SCOTUS Healthcare Ruling: Affordable Care Act Upheld

By Eric Clabaugh
By Daniela Salvador

June 28, 2012 Updated Jun 28, 2012 at 6:21 PM EDT

WASHINGTON D.C. (Indiana’s NewsCenter) - The U.S. Supreme Court has released its highly anticipated ruling on the constitutionality of the Affordable Care Act, President Obama's sweeping health care reform mandate. The Supreme Court has upheld the health care law.

The Supreme Court ruled in a 5-4 decision Thursday that the Affordable Care Act is constitutional as long as Congress enforces the law as a tax. Chief Justice John Roberts sided with the liberal justices and wrote for the majority. The writing said that Americans can't be forced to buy health insurance, but they can be penalized or taxed for choosing not to.

"Today's decision was a victory for people all over this country whose lives will be more secure because of this law," Obama said.

The Supreme Court did rule that the law was unconstitutional under the Commerce Clause, but that doesn't matter because there were five votes for the mandate to be constitutional under the taxing power. That means the entire mandate is upheld by the courts.

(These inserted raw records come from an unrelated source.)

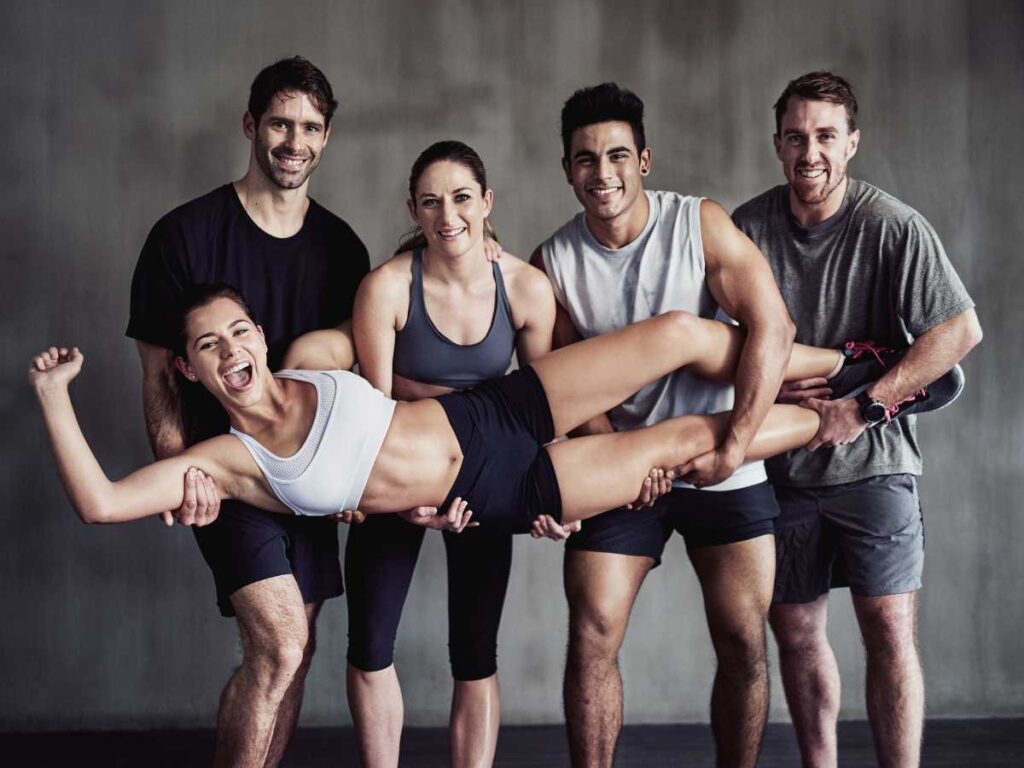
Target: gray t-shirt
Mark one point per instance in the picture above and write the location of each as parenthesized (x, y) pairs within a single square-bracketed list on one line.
[(873, 271)]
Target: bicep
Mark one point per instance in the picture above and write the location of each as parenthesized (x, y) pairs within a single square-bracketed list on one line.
[(374, 332), (160, 485), (330, 349), (535, 338), (737, 274)]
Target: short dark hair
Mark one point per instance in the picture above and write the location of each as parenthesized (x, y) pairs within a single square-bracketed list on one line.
[(819, 86), (602, 103), (295, 74), (198, 296)]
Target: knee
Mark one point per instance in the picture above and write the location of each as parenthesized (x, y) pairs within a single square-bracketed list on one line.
[(370, 651), (596, 633), (741, 652), (276, 663), (797, 631), (473, 657)]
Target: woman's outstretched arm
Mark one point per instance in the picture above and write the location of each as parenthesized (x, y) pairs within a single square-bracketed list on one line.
[(146, 492), (330, 349)]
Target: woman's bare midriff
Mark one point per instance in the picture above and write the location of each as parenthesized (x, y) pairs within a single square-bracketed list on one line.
[(418, 463)]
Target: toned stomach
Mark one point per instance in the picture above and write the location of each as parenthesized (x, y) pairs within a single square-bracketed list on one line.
[(418, 463)]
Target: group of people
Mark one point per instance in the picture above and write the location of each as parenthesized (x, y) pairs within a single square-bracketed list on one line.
[(653, 329)]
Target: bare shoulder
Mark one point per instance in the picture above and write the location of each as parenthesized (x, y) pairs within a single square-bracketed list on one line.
[(523, 279), (394, 273), (714, 216), (528, 290)]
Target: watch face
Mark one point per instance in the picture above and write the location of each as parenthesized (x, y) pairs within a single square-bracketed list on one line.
[(873, 412)]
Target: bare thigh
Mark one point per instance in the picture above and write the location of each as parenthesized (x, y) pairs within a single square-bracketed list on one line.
[(271, 613), (600, 472)]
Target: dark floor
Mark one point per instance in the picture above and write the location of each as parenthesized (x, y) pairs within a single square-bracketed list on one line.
[(964, 743)]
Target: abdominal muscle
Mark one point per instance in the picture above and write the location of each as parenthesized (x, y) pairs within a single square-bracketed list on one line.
[(418, 463)]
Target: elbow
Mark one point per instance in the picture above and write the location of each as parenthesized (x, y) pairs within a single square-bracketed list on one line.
[(93, 513), (973, 336)]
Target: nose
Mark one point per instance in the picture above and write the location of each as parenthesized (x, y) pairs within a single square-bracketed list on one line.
[(448, 211)]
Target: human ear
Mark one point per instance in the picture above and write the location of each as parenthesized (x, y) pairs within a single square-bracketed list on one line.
[(184, 368)]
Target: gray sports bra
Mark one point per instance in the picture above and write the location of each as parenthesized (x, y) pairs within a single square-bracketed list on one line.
[(424, 353), (331, 469)]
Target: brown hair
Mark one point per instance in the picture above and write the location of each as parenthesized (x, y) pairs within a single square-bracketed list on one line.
[(454, 152), (819, 86)]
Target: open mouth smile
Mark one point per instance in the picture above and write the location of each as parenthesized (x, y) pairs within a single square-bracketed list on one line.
[(239, 376), (451, 233)]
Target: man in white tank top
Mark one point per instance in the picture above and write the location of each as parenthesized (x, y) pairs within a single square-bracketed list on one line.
[(629, 255)]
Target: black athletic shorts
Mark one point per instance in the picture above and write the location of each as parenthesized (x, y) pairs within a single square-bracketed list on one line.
[(705, 518), (506, 474), (246, 545)]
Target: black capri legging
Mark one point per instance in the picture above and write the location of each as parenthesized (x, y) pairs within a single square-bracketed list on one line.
[(380, 558)]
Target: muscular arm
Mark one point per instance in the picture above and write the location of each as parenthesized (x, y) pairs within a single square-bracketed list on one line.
[(330, 349), (161, 403), (931, 355), (95, 498), (374, 328), (740, 281), (534, 307), (563, 334)]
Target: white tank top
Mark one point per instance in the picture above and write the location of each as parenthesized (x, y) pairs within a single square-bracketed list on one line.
[(330, 471), (664, 268)]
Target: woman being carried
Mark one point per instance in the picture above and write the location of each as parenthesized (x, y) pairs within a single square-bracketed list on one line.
[(351, 448)]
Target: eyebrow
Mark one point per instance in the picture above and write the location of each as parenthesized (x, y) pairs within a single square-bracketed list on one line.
[(590, 154), (211, 333), (795, 132), (288, 121), (454, 192)]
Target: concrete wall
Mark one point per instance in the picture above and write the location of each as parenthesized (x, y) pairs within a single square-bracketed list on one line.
[(114, 113)]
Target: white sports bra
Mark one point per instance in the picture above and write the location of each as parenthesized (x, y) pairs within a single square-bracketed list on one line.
[(330, 471)]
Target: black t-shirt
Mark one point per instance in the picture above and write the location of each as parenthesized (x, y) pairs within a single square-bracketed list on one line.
[(294, 285)]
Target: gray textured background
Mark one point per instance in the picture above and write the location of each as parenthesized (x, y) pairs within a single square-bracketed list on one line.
[(114, 113)]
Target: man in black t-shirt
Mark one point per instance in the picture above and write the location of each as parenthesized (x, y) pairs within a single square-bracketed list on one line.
[(298, 265)]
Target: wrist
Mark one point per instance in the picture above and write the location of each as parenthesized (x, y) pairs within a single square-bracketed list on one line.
[(48, 390)]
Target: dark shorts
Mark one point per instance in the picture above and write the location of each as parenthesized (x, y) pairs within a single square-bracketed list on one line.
[(705, 518), (506, 474), (867, 536), (380, 558), (246, 545)]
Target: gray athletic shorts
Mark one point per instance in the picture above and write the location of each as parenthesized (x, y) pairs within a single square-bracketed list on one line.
[(867, 536)]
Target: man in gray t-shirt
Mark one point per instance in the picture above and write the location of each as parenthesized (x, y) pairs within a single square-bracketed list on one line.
[(852, 262)]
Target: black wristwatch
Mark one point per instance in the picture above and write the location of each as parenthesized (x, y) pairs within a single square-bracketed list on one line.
[(871, 411)]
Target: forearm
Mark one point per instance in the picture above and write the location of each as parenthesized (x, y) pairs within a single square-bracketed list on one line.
[(598, 425), (162, 409), (85, 482), (929, 357)]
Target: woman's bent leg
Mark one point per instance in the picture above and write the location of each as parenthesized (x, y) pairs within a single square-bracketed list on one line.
[(600, 472), (593, 376)]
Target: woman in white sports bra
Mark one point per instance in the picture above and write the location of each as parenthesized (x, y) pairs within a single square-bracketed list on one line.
[(413, 449)]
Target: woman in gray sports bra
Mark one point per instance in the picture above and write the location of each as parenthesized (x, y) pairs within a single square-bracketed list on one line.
[(437, 317), (491, 444)]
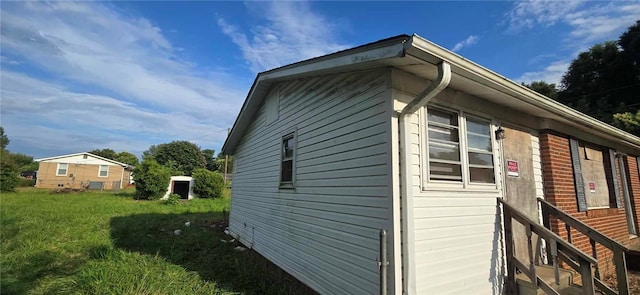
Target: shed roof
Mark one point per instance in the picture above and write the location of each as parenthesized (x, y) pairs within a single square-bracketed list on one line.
[(419, 56), (88, 154)]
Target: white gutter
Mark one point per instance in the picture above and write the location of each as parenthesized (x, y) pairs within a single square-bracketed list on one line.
[(494, 80), (408, 243)]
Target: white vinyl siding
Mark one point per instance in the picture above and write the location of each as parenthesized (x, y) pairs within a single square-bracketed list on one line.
[(325, 230), (103, 171), (62, 169), (456, 229)]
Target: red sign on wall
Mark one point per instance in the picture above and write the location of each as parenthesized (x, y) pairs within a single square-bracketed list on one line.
[(512, 168)]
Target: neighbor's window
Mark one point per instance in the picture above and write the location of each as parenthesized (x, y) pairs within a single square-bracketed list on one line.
[(594, 176), (444, 146), (460, 147), (62, 169), (287, 170), (480, 150), (103, 171)]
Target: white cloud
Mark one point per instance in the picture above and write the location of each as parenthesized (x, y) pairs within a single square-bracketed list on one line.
[(551, 74), (103, 75), (527, 14), (73, 121), (292, 32), (472, 39), (587, 22)]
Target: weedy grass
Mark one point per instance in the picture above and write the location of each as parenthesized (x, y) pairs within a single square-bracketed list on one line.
[(106, 243)]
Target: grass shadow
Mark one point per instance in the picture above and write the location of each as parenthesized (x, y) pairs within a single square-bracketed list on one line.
[(199, 248)]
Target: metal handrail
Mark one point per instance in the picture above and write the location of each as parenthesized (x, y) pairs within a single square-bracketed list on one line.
[(560, 250), (594, 236)]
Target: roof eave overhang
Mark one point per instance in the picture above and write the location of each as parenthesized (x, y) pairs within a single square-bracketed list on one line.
[(359, 58), (433, 53), (417, 48)]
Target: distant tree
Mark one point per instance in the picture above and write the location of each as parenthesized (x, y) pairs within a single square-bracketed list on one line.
[(8, 173), (628, 121), (151, 179), (630, 43), (181, 156), (210, 159), (4, 140), (150, 153), (105, 153), (601, 82), (220, 162), (544, 88), (127, 158), (8, 167)]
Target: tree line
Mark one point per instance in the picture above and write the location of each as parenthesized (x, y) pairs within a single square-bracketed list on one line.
[(603, 82)]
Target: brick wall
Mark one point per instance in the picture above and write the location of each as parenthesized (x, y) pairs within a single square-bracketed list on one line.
[(560, 190), (634, 181)]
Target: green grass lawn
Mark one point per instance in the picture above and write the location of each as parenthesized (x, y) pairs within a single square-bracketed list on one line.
[(103, 243)]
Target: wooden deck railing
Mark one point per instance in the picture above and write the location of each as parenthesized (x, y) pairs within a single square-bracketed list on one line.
[(559, 250), (618, 250)]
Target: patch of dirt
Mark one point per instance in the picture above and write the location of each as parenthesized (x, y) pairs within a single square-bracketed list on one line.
[(633, 277)]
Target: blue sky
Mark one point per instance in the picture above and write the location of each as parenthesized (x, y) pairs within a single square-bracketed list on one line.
[(76, 76)]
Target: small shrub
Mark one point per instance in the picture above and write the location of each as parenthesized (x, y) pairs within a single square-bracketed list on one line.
[(8, 175), (207, 184), (173, 199), (151, 180)]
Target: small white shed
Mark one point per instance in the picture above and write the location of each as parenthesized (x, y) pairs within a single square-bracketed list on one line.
[(181, 185)]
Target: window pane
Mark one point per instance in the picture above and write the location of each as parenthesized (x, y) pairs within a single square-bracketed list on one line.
[(480, 159), (442, 133), (451, 153), (441, 171), (442, 117), (478, 126), (481, 175), (287, 171), (288, 153)]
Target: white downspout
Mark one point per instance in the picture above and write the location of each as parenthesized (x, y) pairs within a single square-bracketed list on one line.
[(408, 241)]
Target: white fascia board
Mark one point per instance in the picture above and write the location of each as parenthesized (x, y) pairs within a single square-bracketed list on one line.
[(496, 81), (338, 62)]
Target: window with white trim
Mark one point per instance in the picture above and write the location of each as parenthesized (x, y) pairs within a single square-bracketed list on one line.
[(459, 147), (103, 171), (287, 168), (62, 169)]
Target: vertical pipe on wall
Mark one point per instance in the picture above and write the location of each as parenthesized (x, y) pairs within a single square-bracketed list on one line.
[(383, 263), (626, 195)]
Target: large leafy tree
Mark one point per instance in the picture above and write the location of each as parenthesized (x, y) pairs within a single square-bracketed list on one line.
[(182, 157), (604, 81), (544, 88), (210, 159), (630, 43), (127, 158)]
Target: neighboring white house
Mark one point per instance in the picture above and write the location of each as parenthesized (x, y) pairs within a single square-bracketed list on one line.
[(400, 135)]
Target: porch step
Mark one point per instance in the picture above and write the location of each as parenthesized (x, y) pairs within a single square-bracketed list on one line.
[(525, 287)]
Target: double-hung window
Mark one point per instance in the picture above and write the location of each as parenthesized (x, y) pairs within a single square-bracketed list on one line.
[(287, 168), (103, 171), (62, 169), (459, 148)]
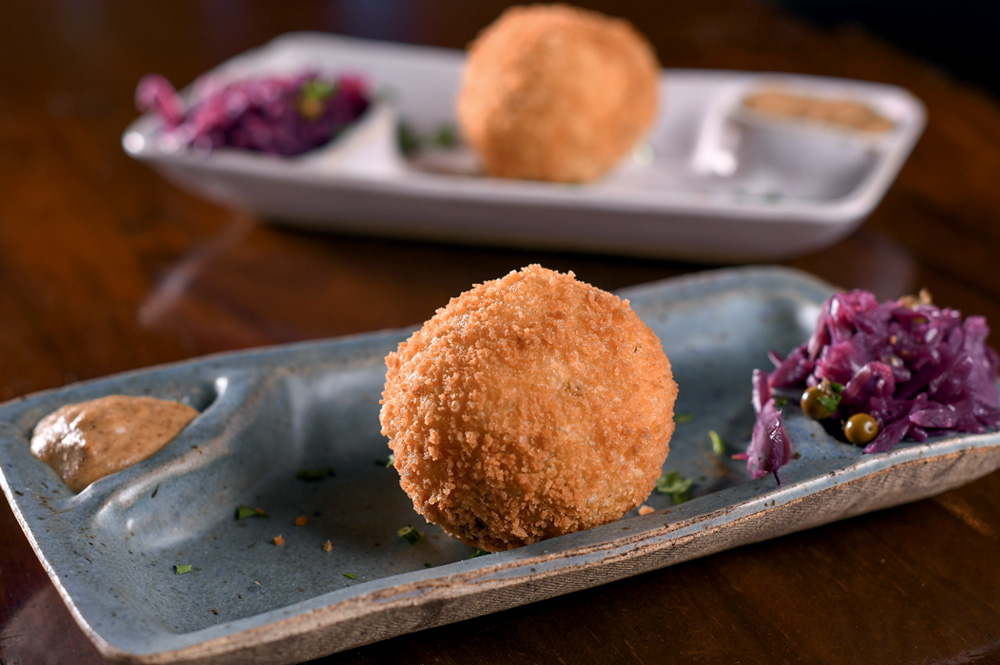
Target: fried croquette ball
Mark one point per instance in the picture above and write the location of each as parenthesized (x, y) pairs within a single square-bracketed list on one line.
[(529, 407), (557, 93)]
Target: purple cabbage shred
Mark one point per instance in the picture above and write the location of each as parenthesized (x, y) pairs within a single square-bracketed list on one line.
[(282, 115), (919, 370)]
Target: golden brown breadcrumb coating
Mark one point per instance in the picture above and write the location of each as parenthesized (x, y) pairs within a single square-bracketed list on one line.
[(530, 406), (557, 93)]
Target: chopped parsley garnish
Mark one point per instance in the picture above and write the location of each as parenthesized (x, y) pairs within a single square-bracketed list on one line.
[(407, 139), (718, 447), (674, 484), (443, 137), (410, 142), (313, 96), (244, 512), (409, 534), (314, 474)]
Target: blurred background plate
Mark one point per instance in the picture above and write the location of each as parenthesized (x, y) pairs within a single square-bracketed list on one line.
[(780, 191)]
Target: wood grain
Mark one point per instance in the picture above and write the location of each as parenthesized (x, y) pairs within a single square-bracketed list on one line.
[(105, 267)]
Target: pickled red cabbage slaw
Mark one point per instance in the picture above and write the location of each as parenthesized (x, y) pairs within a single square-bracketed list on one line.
[(283, 115), (919, 370)]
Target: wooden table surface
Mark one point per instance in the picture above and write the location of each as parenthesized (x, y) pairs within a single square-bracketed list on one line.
[(106, 267)]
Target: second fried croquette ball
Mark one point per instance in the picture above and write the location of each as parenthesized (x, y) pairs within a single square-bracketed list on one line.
[(557, 93), (529, 407)]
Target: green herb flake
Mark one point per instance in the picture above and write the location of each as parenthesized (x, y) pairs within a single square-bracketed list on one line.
[(244, 512), (407, 139), (313, 97), (409, 534), (443, 137), (674, 484), (718, 447), (314, 474)]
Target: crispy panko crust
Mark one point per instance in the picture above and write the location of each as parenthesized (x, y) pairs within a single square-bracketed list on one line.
[(529, 407), (557, 93)]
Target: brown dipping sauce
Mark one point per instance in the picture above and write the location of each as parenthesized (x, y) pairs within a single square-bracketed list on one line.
[(842, 112), (87, 441)]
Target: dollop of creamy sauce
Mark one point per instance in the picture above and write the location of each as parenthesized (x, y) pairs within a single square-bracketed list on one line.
[(841, 112), (86, 441)]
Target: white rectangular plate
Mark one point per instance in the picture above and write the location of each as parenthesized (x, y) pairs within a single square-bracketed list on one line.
[(787, 189)]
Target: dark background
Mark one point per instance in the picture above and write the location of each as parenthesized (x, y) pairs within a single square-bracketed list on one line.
[(962, 38)]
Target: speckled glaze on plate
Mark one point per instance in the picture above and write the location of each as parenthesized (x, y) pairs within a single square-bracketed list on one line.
[(267, 414)]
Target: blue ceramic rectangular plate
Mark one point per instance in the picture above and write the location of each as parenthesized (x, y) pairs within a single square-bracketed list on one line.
[(267, 414)]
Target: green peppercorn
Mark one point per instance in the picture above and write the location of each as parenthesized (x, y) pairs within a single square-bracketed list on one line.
[(860, 429), (820, 401)]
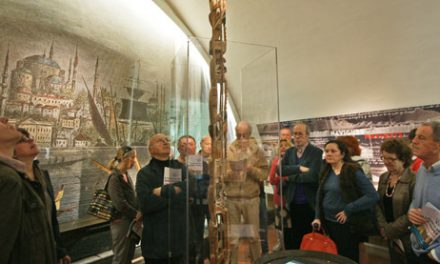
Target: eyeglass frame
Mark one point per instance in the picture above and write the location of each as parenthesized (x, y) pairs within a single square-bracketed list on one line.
[(25, 139)]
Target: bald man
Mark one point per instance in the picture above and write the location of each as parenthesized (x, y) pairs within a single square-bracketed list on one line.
[(301, 164), (163, 205)]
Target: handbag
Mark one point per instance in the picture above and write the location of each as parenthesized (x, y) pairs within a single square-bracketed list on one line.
[(134, 231), (363, 223), (101, 204), (318, 242)]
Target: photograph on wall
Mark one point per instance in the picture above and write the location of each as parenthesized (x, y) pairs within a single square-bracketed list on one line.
[(370, 128), (79, 102)]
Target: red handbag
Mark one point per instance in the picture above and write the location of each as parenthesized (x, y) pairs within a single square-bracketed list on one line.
[(318, 242)]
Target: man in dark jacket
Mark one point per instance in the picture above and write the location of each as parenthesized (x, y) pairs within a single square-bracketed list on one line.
[(161, 192), (25, 232), (301, 164)]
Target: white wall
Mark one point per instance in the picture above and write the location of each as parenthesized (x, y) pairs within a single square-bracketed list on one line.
[(338, 56)]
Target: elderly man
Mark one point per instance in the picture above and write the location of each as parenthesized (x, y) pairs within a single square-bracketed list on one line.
[(186, 145), (161, 192), (25, 231), (426, 146), (286, 133), (301, 164), (205, 147), (247, 168)]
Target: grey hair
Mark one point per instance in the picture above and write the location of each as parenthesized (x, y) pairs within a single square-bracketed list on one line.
[(302, 124), (245, 123), (435, 125)]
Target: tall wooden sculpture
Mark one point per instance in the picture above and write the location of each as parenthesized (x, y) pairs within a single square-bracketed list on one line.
[(218, 225)]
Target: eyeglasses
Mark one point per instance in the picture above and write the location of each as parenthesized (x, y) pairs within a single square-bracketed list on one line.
[(25, 139), (388, 158), (242, 135), (164, 141)]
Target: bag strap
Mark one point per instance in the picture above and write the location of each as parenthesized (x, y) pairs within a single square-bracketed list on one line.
[(108, 179)]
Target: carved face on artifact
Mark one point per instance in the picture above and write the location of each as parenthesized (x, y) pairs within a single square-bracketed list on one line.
[(186, 146), (159, 146), (243, 133), (206, 146), (300, 135)]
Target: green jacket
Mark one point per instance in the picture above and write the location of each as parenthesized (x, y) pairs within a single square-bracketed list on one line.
[(402, 198), (25, 232)]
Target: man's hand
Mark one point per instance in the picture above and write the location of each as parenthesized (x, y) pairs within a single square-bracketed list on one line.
[(341, 217), (138, 217), (303, 169), (415, 216)]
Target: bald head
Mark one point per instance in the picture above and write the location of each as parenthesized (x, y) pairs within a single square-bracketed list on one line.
[(159, 147), (243, 130), (206, 147)]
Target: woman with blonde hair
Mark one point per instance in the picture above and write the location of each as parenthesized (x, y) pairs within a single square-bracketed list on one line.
[(125, 207)]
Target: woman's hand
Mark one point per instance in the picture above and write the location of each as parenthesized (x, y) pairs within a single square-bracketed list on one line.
[(138, 217), (415, 216), (316, 224), (341, 217)]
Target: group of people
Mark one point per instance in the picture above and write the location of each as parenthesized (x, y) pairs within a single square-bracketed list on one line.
[(336, 195), (169, 198)]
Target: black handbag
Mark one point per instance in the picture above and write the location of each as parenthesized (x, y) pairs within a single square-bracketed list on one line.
[(101, 204)]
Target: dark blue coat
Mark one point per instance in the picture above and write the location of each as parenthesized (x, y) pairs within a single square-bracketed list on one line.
[(312, 159)]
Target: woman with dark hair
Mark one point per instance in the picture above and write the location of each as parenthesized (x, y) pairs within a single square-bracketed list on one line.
[(395, 192), (343, 194), (125, 208), (354, 149), (26, 150)]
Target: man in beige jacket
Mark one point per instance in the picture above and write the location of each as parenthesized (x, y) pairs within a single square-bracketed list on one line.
[(247, 167)]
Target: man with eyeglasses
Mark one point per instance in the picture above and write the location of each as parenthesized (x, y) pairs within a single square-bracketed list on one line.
[(301, 164), (426, 146), (25, 231), (161, 191), (247, 169)]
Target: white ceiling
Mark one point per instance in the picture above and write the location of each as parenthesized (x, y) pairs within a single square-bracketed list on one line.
[(338, 56)]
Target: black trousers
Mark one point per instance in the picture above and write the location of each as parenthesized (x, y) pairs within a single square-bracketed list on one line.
[(346, 242), (200, 212), (173, 260), (301, 216)]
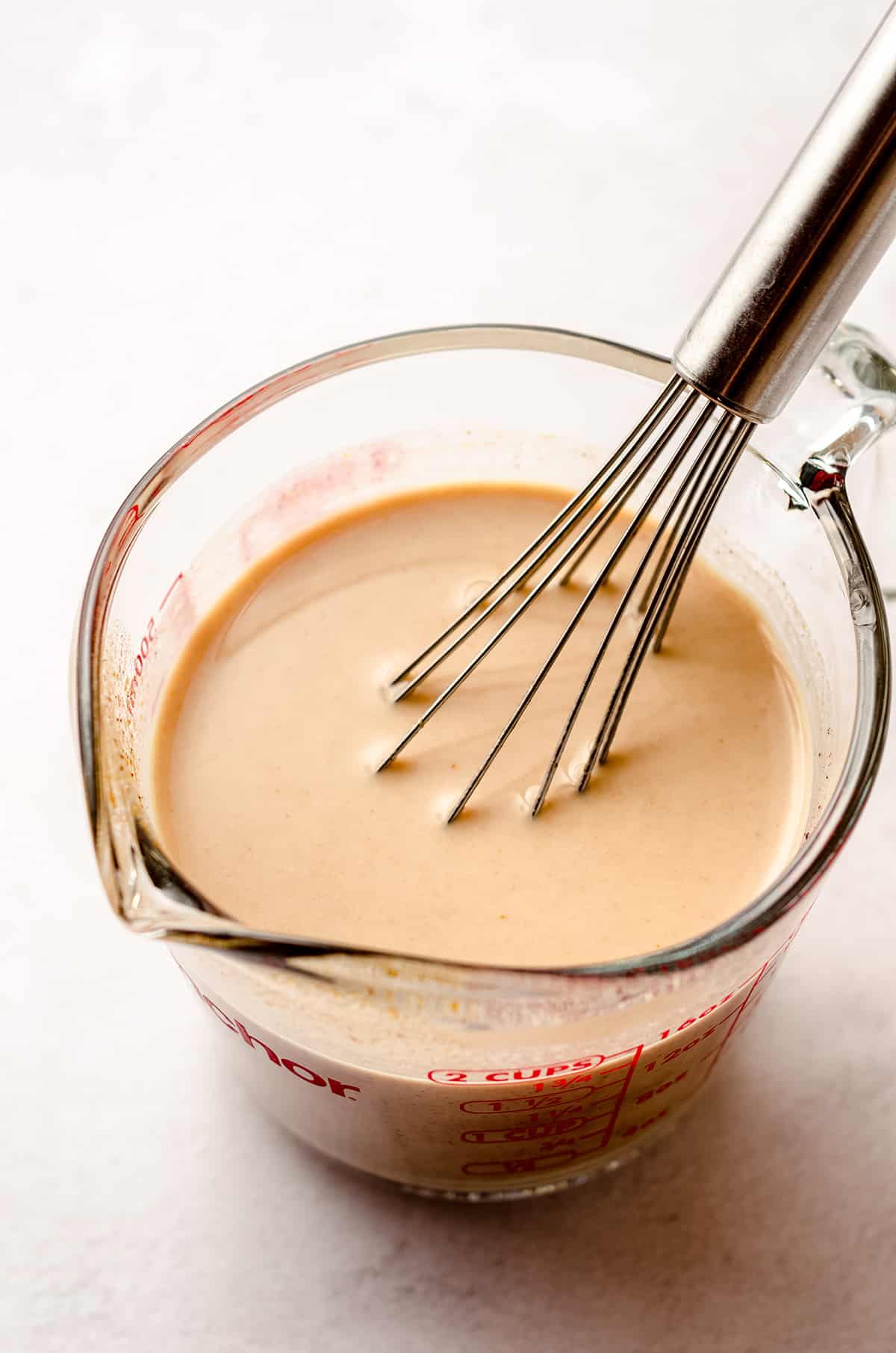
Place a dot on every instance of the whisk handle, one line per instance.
(811, 251)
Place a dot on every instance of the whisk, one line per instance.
(749, 346)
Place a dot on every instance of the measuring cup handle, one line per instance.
(861, 370)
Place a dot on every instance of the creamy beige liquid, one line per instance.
(275, 715)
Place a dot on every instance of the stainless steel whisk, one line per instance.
(739, 361)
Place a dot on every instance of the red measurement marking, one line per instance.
(534, 1133)
(534, 1166)
(504, 1074)
(528, 1103)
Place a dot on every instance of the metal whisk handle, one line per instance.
(809, 253)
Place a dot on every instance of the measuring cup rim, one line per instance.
(199, 921)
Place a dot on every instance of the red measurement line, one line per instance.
(178, 579)
(611, 1126)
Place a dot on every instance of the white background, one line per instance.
(201, 194)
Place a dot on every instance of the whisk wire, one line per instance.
(608, 511)
(574, 511)
(684, 491)
(664, 601)
(584, 605)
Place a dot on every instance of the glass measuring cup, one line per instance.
(462, 1080)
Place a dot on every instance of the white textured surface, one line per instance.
(198, 196)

In layman's terms, the most controversial part of the bill, the individual mandate that Americans buy health insurance, is constitutional. The Justices ruled that a penalty enforced on Americans who fail to buy insurance is constitutional because it is considered a tax that Congress has the authority to impose. Because the mandate was upheld, the Justices did not vote on other parts of the statute and their constitutionality, except for a provision requiring states to comply with new eligibility requirements for Medicaid. The Court ruled that if states choose not to accept additional funds to expand their Medicaid offered to residents, they can not be penalized for it, something that was originally part of the bill.

The comprehensive health care reform law was enacted nearly two years ago and immediately there was a lot of kick back. Insurance companies were among the first groups to express concerns with how the new law would work, how it would be enforced and problems it could potentially cause within their industry, especially for smaller companies. Lawmakers were also quick to challenge the constitutionality of President Obama's health care mandate, saying the federal government did not have the authority to force constituents to have insurance. Attorney Generals from 26 states jumped on board, fighting the federal government by joining forces in a lawsuit, seeking a nullification of the government mandate.

A new ABC News-Washington Post poll found that only one-third of Americans have a favorable opinion on the health care reform law. A poll from March found that two-thirds of Americans want the Supreme Court to strike down either the entire law or the individual mandate.

Republicans said the ruling sets the stakes for November's election, and the only way to get rid of Obamacare now is to vote the president out of office.